Constable, Hampstead Heath with Bathers, 1821-22, iphone detail

In New York in the fall, making my way through the reorganized back rooms of 19th century European art at the Metropolitan Museum, I was pleased by two landscape recoveries.  Wonderful oil sketches by Constable that used to hang scattered in obscurity, somewhere past the Corots, have been hung together, with prominence.  And three Daubignys, for many years unviewable, now hang in a row, constituting a quiet assertion, long missing at the museum, that this is a painter worth contemplating.
    Constable and Daubigny are tied together in various ways.  An important exhibition of Constable’s oil paintings at the Salon de Paris in 1824 had an impact on the French landscape painters who were to become the Barbizon School, of which Daubigny was a part.
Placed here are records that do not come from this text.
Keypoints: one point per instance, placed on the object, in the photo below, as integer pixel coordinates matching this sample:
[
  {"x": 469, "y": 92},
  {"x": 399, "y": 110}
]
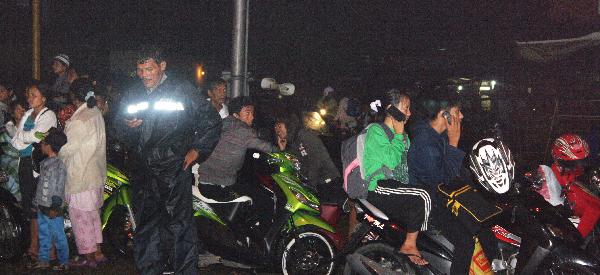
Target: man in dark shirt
[
  {"x": 433, "y": 159},
  {"x": 168, "y": 127}
]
Daubigny himself would have been seven years old at the time of this exhibition, but other contact with the work of the great British landscape painters was of significance for him at several key moments in his development.

Intersections are not only biographical.  A nice passage comparing the two painters turns up in a 1903 monograph on Constable by Robert George Windsor-Clive, earl of Plymouth.  Daubigny, writes Windsor-Clive, loved “the quiet tones of early morning and evening effects on the French rivers from a barge on the Oise or the Seine; translucent skies and clear reflections.  He seemed generally to prefer the bright though tender colours of spring and early summer, to the heavier and more sombre tones of August.”  Not so Constable, who chose “the sharper contrasts of midday light, the angry storm-clouds broken by bright flashes of sunlight, and the heavy greens of midsummer.” Nevertheless, the two had something significant in common: “both artists approach Nature with the same honest intention of painting her, so far as they are able, as they see her.” [itals mine]  This was to be accomplished “not with the warm brown foundation and limited colour-scheme of the old school, but with the full perception and enjoyment of local colour both in shadow and in sunlight.”
    The phrase “as they see her,” could be put into the present continuous to bring out something of the painters’ particular quality – as they are in the act of seeing her.  These two, I think, have an unusual genius for making the viewer feel the air. Two of the works I studied at the Met may help me to try to say what I mean.

John Constable’s oil sketch “Hampstead Heath with Bathers,” was one of about a hundred such sketches that he made in that rural location in 1821 and 1822.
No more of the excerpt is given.